WinRAR flaw lets attackers trick users with ANSI escape sequences

TLDR:

• A critical vulnerability, tracked as CVE-2024-36052, has been discovered in WinRAR
• Attackers can deceive users by using ANSI escape sequences in file names within ZIP archives

A critical vulnerability has been discovered in WinRAR, a popular file compression and archiving utility for Windows. The flaw, tracked as CVE-2024-36052, affects WinRAR versions prior to 7.00 and allows attackers to spoof the screen output using ANSI escape sequences. The issue arises from WinRAR’s lack of proper validation and sanitization of file names within ZIP archives. Siddharth Dushantha identified the vulnerability. When a specially crafted ZIP archive containing a file with ANSI escape sequences in its name is extracted using WinRAR, the application fails to properly handle the escape sequences. Instead, it interprets them as control characters, allowing attackers to manipulate the displayed file name and potentially trick users into running malicious files.

ANSI escape sequences are special codes used to control the formatting and appearance of text in command-line interfaces and terminals.

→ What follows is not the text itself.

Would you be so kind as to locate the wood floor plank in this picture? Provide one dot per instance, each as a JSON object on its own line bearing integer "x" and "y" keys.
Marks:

Most sequences start with an ASCII escape character (ESC, \x1B) followed by a bracket character ([) and are embedded into the text. By crafting malicious archives containing these sequences, attackers can manipulate the displayed output and deceive users into believing they are opening a harmless file, such as a PDF or image. When a user attempts to open the seemingly benign file from within WinRAR, the vulnerability is triggered due to improper handling of file extensions. Instead of launching the expected file, WinRAR’s ShellExecute function receives an incorrect parameter and executes a hidden malicious script, such as a batch file (.bat) or command script (.cmd), Dushantha said. This script can then install malware on the victim’s device while simultaneously displaying the decoy document to avoid raising suspicion.

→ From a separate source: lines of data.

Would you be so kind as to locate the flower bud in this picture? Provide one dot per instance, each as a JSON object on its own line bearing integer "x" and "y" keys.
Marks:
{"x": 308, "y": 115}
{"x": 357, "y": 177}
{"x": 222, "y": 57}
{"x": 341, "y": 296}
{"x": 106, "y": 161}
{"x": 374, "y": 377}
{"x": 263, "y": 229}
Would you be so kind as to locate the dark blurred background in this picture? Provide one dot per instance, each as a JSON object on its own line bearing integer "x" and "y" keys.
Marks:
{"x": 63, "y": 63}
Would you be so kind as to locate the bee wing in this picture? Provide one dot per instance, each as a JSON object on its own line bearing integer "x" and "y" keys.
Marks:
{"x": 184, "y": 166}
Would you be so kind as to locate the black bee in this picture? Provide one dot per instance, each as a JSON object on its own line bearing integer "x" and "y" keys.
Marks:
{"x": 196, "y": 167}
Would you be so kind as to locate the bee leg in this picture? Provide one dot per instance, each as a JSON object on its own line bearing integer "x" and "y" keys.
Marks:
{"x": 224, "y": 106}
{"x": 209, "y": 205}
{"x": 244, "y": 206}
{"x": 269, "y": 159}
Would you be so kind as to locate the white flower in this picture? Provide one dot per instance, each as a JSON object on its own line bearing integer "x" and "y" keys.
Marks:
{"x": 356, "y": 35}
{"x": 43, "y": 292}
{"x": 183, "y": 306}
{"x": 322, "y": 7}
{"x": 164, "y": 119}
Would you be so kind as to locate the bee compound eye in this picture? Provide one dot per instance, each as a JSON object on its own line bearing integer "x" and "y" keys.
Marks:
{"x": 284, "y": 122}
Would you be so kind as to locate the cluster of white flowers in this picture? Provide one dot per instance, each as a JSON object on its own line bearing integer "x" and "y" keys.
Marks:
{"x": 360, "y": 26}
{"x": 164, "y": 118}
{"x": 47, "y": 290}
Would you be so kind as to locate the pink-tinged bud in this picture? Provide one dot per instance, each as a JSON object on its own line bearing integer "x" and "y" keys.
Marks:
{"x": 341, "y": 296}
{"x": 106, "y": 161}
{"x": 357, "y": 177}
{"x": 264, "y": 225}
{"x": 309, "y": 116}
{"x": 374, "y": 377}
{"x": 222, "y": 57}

It’s important to note that this vulnerability is specific to WinRAR on Windows and differs from CVE-2024-33899, which affects WinRAR on Linux and UNIX platforms. WinRAR’s Linux and UNIX versions are also susceptible to screen output spoofing and denial-of-service attacks via ANSI escape sequences. To mitigate the risk posed by this vulnerability, users are advised to update to WinRAR version 7.00 or later, which includes a fix for the issue. Additionally, exercising caution when opening archives from untrusted sources and enabling file extension visibility in Windows can help prevent this type of attack. The vulnerability was publicly disclosed on May 23, 2024, and it is crucial for WinRAR users to take immediate action to protect their systems from potential exploitation by malicious actors.